A LA DERIVA
Así es como nos parece encontrarnos. Como el barco cuyo timón se estropea y pierde el rumbo. Como el instante en que los navegantes se encuentran al pairo entre el oleaje. Perdidos en una marea con la que no contaban. Abandonados.
Una vez que no sirven de nada los confinamientos perimetrales, ni las mascarillas, ni la distancia personal, ni renunciar a besos y abrazos, ni lavarnos las manos hasta desollarlas, ni los geles hidroalcohólicos. Nada de nada. Lo único que nos queda es la oración.
Tal vez por eso el Presidente del Gobierno ha ido a ver al Papa Francisco al Vaticano. Porque la fe en estos momentos es la única agarradera para apretar los dientes y la rabia, la tristeza, la impotencia y la zozobra. ·El miedo a la presencia constante de la enfermedad, el pánico a un futuro de pobreza. Papa Francisco, ruega por nosotros. Pedro ruega por nosotros. Nos encontramos a la deriva.

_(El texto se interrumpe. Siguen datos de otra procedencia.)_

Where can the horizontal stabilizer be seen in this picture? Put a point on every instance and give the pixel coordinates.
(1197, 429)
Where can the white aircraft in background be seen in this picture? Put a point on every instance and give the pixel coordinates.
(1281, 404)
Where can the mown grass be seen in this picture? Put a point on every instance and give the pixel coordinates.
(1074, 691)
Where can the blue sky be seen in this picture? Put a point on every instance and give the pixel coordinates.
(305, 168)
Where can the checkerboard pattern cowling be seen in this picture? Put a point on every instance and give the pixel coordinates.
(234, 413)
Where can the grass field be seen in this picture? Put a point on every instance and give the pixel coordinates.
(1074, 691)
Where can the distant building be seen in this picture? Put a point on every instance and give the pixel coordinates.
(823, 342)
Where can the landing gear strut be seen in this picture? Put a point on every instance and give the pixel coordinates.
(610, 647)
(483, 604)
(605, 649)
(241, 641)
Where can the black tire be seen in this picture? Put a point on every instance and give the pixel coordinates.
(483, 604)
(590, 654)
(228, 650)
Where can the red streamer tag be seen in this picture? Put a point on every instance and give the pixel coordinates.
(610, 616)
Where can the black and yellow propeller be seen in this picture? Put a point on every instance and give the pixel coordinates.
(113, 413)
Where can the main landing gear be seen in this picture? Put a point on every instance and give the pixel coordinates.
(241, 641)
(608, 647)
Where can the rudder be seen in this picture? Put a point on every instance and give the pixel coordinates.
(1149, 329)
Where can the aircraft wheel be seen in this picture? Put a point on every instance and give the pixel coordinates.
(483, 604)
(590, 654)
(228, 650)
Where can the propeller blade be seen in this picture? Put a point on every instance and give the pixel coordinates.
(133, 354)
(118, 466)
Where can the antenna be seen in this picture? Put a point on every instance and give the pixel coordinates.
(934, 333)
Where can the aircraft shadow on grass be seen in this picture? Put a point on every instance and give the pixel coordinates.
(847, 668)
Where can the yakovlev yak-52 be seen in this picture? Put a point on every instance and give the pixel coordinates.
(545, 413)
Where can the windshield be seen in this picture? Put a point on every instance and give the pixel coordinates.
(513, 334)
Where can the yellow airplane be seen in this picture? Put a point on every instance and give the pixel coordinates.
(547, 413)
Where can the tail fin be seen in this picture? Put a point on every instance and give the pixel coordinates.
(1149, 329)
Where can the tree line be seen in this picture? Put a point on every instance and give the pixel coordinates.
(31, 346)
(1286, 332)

Pasamos la primera oleada, el primer envite después de un duro confinamiento que a pesar de que estuvo a punto de dejarnos tocados del ala en lo psíquico, fuimos capaces de soportar hasta el final. Y llegó la desescalada. Una torpe, quizás anticipada, desescalada, que festejamos con igual desenvoltura que el comienzo de la feria de un pueblo. Con algarabía y reuniones con más gente de la precisa. A bombo y platillo, que los españoles, ya se sabe, somos muy festivos para nuestras cosas.
En esas estábamos cuando se iba el calor y llegó la segunda. Más de lo mismo, en primera estancia. Mascarillas, gel hidroalcohólico, rozamientos de codos y un atisbo de miedo cada vez que veíamos un botellón nocturno, o similar. Porque el virus había vuelto con saña, o tal vez peor, no se había ido, y ahora teníamos que buscar nuevos medios para luchar contra él. Esperábamos alguna solución de los medios oficiales, de los políticos en curso y de los sanitarios expertos.
Cada noche veíamos la televisión para que el Ministro de Sanidad y sus adlátares nos indicaran que camino tomar. Creíamos que estaban para ayudar a los ciudadanos.
Hemos recibido información en paralelo cada día. Nos han dicho una cosa y su contraría al día siguiente. Las normas debe darlas el Gobierno central, decían un Lunes. Debe hacerlo el Gobierno Autonómico, decían el martes.
Y mientras las cifras de contagio iban aumentando a velocidad de vértigo. Los hospitales registraban cada vez más incorporaciones y menos bajas. Empezaban a faltar camas, se llenaban las UCI hasta los topes. Hemos ido de mal en peor hasta el momento crucial en el que el Presidente del Gobierno en medio de un caos total, decide viajar a Roma y visitar al Sumo Pontífice.
No hay que tomarlo mal. A lo mejor es que ha pensado que Bergoglio tiene escondida la pócima mágica que logra desplazar al virus, y solo la concede a los buenos, buenísimos hijos de la iglesia. Al menos en esta ocasión estará el solo y no le acompaña el ministro de sanidad ni el inefable doctor Simon, así no hay riesgo de controversia.
No tenemos remedio. O mejor dicho, no tenemos un Gobierno como es debido que funcione con lógica y sentido del deber. Estamos en medio de un oleaje que se está convirtiendo en tempestad y nuestros gobernantes solo saben gritar en el Parlamento y tirarse los trastos a la cabeza unos a otros.
Los españoles empezamos a asumir que estamos solos y la desgracia de los enfrentamientos por naderías en el Congreso es algo que debemos soportar como castigo por haber hecho algo mal.
Nada peor que elegir a los políticos que tenemos. A los que no se aclaran ni ayudan al ciudadano en problemas tan graves como la Pandemia.
En concreto, vamos a la deriva. Papa Francisco ruega por nosotros.